I have visited Ars about five times and during the time span of my visits I have seen some changes there. One of the most significant changes concerns St. Philomena. When I first went it was rumoured that the shrine of St. Philomena in the church was to be dismantled and replaced with a shrine connected with the Passion of Christ. I was with someone who had taken a serious personal interest in keeping Philomena in Ars. I know others protested to the parish priest and to the Benedictine sisters there. There were other voices raised elsewhere in favour of the saint (Mark Miravalle for example). I also met the writer Courtney Bartholomew one evening in Ars. He was passing through and had the same concern. Eventually questions were asked at the Vatican. A pamphlet was produced with the approval of the local Bishop giving the official response of the Vatican to the question of veneration of St. Philomena. Basically it is that we are always allowed to have a personal devotion to her, but that there are no longer any public liturgical prayers etc connected with her. Some (e.g. in The Catholic Herald) had said that there is no evidence of her existence. This is not true. The problems that occurred over the relics and the tiles found in the catacomb can easily be resolved. During the last Holy Year, Pope John Paul 11 asked one of the Cardinals to go to Mugnano (the official Shrine of St. Philomena) to bless the doors of the church, thus connecting them with the Holy Year indulgence. One of the results of this controversy is that the shrine of St. Philomena remains intact.
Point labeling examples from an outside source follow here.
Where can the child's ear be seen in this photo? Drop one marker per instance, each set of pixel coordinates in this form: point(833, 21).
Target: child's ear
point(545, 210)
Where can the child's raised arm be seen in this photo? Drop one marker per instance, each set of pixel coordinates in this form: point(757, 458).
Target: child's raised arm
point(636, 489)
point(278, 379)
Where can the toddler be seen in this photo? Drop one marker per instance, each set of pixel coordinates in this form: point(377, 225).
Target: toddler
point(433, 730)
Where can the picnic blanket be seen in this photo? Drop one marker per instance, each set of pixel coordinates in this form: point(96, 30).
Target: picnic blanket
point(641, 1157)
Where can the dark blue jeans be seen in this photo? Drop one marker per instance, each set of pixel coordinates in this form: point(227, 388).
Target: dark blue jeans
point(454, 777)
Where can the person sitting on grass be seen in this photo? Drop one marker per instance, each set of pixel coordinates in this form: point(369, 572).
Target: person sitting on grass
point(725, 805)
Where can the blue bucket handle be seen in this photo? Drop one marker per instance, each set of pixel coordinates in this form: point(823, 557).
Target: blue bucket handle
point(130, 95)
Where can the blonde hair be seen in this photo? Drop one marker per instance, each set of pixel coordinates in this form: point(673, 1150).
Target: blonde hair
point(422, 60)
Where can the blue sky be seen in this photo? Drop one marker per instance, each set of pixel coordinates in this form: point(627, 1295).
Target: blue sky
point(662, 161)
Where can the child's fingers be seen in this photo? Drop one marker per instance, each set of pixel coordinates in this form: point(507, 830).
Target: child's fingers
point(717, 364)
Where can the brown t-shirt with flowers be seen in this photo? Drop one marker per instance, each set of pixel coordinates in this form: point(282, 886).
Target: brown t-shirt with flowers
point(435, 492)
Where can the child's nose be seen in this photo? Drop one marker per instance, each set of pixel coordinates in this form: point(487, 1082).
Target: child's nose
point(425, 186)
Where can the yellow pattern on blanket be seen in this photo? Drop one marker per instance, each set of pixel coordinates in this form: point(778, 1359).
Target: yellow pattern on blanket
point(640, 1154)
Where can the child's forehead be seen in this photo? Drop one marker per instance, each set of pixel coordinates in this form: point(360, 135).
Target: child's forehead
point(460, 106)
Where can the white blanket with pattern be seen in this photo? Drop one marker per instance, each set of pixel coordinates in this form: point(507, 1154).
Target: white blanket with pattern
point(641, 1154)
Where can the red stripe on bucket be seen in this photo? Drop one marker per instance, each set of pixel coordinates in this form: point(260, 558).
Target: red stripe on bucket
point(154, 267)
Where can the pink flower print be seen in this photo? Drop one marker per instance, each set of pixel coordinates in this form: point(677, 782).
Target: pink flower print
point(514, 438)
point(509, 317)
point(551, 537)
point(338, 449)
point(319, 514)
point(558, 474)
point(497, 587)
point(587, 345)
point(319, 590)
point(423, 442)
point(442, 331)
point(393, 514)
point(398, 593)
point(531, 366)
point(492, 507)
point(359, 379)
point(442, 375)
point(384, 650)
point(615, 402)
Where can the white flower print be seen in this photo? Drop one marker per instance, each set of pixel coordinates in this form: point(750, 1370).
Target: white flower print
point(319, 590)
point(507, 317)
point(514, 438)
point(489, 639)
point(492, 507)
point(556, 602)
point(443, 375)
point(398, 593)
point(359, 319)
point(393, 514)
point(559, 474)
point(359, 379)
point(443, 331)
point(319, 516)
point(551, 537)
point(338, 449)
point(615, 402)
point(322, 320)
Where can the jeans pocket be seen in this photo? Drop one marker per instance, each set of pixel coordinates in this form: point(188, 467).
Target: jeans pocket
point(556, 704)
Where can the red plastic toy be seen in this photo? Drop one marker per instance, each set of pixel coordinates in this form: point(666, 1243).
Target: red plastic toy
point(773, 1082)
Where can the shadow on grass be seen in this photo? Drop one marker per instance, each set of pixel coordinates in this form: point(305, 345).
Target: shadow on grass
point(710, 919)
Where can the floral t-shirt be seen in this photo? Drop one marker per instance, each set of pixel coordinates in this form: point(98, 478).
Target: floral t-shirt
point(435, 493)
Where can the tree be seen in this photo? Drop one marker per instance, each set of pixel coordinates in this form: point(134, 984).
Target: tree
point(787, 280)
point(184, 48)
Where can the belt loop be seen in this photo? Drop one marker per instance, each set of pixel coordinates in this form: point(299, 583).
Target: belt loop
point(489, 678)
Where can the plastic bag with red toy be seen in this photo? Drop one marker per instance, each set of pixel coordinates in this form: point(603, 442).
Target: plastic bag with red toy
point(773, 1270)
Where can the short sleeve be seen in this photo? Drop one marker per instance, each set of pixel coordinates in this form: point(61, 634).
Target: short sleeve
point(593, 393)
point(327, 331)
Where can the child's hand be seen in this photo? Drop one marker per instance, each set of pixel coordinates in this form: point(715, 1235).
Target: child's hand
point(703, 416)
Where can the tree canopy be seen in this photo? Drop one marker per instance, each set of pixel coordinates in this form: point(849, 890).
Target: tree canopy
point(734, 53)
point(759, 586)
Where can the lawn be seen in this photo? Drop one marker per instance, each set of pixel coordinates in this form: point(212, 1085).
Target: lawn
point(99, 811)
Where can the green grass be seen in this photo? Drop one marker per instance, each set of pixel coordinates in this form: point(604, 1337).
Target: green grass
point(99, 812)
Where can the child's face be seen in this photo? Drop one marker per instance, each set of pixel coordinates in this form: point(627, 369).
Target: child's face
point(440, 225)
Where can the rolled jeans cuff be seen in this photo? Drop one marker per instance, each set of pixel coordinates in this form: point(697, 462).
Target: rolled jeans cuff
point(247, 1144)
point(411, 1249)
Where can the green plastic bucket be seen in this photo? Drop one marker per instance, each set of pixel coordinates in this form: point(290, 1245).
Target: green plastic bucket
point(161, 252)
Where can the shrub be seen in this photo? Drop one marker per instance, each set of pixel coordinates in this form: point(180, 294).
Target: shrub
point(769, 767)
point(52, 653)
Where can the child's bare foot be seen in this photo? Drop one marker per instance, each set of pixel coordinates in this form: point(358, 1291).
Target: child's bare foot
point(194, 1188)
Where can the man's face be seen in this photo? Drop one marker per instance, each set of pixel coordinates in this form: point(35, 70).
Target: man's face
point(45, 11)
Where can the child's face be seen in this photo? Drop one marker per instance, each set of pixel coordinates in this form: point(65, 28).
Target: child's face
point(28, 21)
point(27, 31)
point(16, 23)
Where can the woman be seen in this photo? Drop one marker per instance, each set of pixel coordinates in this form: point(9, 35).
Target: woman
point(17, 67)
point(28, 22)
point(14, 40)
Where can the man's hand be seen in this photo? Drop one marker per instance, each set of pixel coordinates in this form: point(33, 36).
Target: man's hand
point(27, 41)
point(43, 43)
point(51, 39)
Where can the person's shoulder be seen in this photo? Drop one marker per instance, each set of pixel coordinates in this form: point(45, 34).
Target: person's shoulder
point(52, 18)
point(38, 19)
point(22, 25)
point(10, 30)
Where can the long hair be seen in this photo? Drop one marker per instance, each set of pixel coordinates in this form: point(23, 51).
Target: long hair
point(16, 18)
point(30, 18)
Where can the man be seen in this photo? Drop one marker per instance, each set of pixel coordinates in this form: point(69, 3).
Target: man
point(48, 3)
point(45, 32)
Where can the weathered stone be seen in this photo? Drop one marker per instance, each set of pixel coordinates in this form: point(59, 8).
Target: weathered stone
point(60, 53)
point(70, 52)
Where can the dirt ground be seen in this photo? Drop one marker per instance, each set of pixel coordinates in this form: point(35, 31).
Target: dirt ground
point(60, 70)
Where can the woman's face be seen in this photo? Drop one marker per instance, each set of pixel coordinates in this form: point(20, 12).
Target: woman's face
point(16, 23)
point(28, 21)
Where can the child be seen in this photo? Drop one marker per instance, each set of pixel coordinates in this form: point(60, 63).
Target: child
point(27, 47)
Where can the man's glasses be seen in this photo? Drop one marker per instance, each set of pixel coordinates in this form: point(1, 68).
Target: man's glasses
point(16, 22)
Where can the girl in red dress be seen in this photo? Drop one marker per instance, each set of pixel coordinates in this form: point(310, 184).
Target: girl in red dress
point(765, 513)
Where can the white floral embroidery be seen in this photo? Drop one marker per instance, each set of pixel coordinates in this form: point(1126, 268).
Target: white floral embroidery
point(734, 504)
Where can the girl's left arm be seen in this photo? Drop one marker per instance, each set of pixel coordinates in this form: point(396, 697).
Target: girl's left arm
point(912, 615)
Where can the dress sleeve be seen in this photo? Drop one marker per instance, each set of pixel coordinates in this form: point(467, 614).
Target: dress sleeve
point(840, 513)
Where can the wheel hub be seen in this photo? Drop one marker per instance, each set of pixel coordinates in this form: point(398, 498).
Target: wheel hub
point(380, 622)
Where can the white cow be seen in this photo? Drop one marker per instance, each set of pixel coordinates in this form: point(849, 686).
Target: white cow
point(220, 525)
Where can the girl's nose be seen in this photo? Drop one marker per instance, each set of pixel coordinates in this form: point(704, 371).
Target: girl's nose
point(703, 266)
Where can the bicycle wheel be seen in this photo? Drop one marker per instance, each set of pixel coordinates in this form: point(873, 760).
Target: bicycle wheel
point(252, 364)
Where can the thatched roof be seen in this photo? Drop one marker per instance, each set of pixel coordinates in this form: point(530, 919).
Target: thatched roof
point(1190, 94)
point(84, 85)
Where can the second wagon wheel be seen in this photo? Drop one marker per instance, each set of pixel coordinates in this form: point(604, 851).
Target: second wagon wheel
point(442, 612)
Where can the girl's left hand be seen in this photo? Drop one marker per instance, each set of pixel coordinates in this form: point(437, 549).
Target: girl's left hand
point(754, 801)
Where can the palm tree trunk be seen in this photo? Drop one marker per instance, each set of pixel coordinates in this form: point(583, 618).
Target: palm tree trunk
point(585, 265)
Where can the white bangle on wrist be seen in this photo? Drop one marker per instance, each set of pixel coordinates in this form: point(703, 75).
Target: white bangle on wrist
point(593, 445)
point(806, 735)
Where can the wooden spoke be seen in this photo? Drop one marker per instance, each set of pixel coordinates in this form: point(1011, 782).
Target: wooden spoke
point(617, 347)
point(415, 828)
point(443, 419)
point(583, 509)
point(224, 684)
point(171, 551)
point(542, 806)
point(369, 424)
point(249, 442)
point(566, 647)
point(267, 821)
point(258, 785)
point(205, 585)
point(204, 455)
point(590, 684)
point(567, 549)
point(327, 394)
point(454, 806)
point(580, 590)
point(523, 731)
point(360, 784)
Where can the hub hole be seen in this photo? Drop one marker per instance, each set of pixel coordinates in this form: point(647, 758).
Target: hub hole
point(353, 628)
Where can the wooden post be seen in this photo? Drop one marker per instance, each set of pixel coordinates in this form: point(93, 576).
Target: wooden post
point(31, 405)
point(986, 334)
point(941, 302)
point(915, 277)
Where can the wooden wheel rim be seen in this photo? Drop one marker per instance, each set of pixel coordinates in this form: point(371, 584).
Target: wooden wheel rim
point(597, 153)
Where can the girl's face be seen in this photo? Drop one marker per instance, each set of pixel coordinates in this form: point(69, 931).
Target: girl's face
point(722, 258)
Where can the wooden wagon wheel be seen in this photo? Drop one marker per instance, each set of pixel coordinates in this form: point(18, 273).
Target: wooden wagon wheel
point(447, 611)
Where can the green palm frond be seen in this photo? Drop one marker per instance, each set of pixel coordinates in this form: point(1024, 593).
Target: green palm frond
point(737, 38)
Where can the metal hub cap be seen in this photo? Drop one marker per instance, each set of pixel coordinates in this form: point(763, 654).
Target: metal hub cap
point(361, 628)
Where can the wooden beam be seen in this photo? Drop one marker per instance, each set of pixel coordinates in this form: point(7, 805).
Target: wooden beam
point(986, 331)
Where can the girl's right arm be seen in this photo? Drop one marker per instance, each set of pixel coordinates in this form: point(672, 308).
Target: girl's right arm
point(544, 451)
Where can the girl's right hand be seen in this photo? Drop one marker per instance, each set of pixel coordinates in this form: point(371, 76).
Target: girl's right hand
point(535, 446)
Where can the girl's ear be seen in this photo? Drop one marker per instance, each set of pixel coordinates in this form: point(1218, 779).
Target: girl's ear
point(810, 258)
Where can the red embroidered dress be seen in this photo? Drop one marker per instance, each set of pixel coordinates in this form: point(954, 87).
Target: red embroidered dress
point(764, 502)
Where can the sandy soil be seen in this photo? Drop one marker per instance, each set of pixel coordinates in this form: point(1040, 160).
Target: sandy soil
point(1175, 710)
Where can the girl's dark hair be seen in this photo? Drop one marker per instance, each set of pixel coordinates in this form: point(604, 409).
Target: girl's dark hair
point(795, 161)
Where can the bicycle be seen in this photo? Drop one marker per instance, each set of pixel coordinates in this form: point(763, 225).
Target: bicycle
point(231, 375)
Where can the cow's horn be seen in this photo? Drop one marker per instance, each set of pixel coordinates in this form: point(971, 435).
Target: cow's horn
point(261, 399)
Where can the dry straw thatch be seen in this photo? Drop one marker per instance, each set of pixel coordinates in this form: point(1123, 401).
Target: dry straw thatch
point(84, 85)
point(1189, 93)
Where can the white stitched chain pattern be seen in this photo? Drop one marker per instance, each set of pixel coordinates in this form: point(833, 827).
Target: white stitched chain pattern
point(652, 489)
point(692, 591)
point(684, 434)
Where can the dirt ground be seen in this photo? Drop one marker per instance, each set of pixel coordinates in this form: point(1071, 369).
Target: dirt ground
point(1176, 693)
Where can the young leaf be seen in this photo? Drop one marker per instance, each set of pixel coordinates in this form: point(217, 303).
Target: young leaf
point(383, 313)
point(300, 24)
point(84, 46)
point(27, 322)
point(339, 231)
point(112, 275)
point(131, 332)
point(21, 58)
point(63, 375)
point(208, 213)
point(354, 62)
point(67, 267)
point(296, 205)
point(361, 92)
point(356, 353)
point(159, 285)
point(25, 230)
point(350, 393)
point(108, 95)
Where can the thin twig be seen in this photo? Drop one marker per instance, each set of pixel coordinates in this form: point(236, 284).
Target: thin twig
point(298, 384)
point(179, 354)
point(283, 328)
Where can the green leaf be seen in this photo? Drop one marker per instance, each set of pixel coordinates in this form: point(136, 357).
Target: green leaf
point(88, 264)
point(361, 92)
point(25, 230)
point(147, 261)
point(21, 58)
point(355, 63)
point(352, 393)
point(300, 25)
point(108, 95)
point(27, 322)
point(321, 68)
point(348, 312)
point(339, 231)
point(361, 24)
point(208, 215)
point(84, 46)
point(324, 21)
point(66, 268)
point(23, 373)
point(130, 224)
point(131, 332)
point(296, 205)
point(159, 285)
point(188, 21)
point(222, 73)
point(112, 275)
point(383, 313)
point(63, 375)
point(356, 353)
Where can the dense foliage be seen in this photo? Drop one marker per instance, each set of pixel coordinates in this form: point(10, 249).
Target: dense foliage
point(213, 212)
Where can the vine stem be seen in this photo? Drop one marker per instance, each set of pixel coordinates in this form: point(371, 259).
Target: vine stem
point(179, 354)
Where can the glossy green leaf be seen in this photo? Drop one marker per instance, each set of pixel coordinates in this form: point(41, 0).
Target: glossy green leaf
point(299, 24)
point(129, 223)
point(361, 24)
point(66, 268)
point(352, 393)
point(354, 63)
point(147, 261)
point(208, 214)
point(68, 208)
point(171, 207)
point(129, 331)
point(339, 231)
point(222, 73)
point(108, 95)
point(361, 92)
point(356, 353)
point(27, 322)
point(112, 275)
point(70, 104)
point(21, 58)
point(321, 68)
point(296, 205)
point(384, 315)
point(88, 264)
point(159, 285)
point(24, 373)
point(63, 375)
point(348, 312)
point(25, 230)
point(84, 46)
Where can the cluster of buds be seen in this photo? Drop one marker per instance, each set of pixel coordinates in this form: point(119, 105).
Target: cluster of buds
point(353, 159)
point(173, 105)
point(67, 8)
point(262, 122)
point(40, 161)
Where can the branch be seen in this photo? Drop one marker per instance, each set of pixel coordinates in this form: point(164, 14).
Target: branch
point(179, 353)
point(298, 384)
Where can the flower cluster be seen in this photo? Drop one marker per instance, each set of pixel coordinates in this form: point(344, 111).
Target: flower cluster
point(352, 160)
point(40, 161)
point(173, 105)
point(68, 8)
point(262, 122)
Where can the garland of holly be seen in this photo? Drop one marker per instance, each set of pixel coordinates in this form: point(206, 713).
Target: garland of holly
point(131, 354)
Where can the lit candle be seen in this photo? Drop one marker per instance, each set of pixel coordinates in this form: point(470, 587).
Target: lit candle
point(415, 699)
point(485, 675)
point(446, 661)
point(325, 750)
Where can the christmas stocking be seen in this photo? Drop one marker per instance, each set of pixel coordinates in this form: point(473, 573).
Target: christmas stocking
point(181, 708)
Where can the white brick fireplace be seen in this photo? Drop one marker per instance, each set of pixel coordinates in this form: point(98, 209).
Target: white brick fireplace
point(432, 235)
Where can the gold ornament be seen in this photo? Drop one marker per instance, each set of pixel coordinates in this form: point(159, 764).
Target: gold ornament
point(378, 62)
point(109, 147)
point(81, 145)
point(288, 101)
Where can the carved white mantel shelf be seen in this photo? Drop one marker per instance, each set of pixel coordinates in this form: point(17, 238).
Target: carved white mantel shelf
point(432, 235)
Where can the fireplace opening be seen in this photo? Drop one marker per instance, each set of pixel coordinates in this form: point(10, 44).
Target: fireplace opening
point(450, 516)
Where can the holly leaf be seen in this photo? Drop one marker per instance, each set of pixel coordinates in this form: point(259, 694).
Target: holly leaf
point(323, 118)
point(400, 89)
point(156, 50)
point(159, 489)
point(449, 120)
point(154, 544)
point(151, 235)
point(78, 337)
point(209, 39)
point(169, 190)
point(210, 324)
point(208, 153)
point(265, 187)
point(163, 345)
St. John Vianney wanted to give credit for miraculous cures etc to his favourite saint. Some writers tried to explain this away as an expression of his humility, but they never dealt with the fact that they were suggesting that he deliberately lied. This he did not do. He genuinely believed in her intercession. I would like to say more about St. Philomena in another post.
The Basilica was restored and repainted during those years. It is a fascinating building, and pilgrims need to know that one of the dedications is precisely to St. Philomena. The liturgy is greatly enhanced by the music of the Benedictine sisters (out of the community of Sacre Coer in Paris) and one of the delights of Ars is attendance at the sung Divine Office.
The body of the Cure is incorrupt (almost naturally mummified). There is a wax covering on the face. It is amazing to see how little he was. Even allowing for the shrinkage of the body, he was very small.
There is not space here to go into detail about his life (and, in any case, that can easily be found elsewhere on the net) but I remember especially two stories found in the great biography by Abbe Trochu. One took place when he was a curate under Mgr. Bialle. A parishioner had given Vianney a pair of new trousers (he was in great need of them!). The first time he wore them he returned to the presbytery wearing a pair of worn corduroy-like trousers. It turned out that he had run across someone who needed the new trousers more than he did, and they exchanged!
There is a similar story concerning shoes. The sisters who ran the orphanage he built near the church at Ars (La Providence) bought the Cure some new shoes. He met someone else who needed them more and came back shoeless! To avoid hurting the feelings of the sisters he walked in such a way that the hem of his cassock covered his feet. Of course he was found out. That's why we have the story.
Pope John Paul 11 suggested that St. Jean Vianney is a model for today's priests. Some criticised this idea, but perhaps they were worried in case they were being asked to exist on a diet of mouldy potatoes or to spend all night in prayer. St. Jean Vianney did not expect all priests to do what he did. In fact, speaking about his severe mortifications he called them his "youthful indiscretions". Some priests will ask how we can possibly emulate a saint like this, but we are not being asked to take on severe mortifications. In any case that kind of thing should not be taken up without the permission of a sound spiritual director. We might ask ourselves, however, about our own life-style and whether or not we might do more in the way of penance now and again, be less materialistic, more generous in our pastoral work or more devoted in our prayers.